Environment Variables *Recommended value* *Function description*
unset XPU_DUMMY_EVENT *Unsets* XPU_DUMMY_EVENT variable, usually done to ensure real XPU events are used for synchronization and performance measurement.
export XPU_VISIBLE_DEVICES 0,1,2,3,4,5,6,7 *Specify visible XPU Devices*. Here, 8 devices (0 to 7) are specified for inference tasks. This is required for multi-card or distributed inference.
export XPU_USE_MOE_SORTED_THRES 1 Enables the Moe Model *Sort Optimization*.Setting to 1 usually enables this performance optimization.
export XFT_USE_FAST_SWIGLU 1 Enables the *Fast SwiGLU Ops*. SwiGLU is a common activation function, and enabling this accelerates model inference.
export XPU_USE_FAST_SWIGLU 1 Enables the *Fast SwiGLU Ops*. Similar to XFT_USE_FAST_SWIGLU, this enables the fast SwiGLU calculation in Fused MoE Fusion Ops.
export XMLIR_CUDNN_ENABLED 1 Enables XMLIR (an intermediate representation/compiler) to use the *cuDNN compatible/optimized path* (which may map to corresponding XPU optimized libraries in the KunlunCore environment).
export XPU_USE_DEFAULT_CTX 1 Sets the XPU to use the default context.
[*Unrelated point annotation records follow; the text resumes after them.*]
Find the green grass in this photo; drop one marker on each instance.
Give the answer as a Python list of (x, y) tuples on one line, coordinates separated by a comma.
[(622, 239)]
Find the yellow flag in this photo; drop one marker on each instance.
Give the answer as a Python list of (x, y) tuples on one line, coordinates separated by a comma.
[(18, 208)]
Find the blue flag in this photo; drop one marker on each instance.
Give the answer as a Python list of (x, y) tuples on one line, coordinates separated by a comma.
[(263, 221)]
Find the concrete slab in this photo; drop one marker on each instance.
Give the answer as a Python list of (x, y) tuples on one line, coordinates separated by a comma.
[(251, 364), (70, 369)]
Typically used to simplify environment configuration and ensure runtime consistency.
export XMLIR_FORCE_USE_XPU_GRAPH 1 *Forces the enablement of XPU Graph mode.*. This can capture and optimize the model execution graph, significantly boosting inference performance.
export VLLM_HOST_IP $(hostname -i) *Sets the host IP address for the vLLM service*. This uses a shell command to dynamically get the current host's internal IP. It's used for inter-node communication in a distributed environment.
export XMLIR_ENABLE_MOCK_TORCH_COMPILE false *Disable Mock Torch Compile Function*. Set to false to ensure the actual compilation and optimization flow is used, rather than mock mode.
USE_ORI_ROPE 1 *Control whether to use the original RoPE (Rotate Position Encoding) implementation*. Default is 1 (use original/standard RoPE). Setting to 0 may be used to enable QWEN3 (possibly the specific quantization or optimization technique of KunlunCore), but this requires specific model support.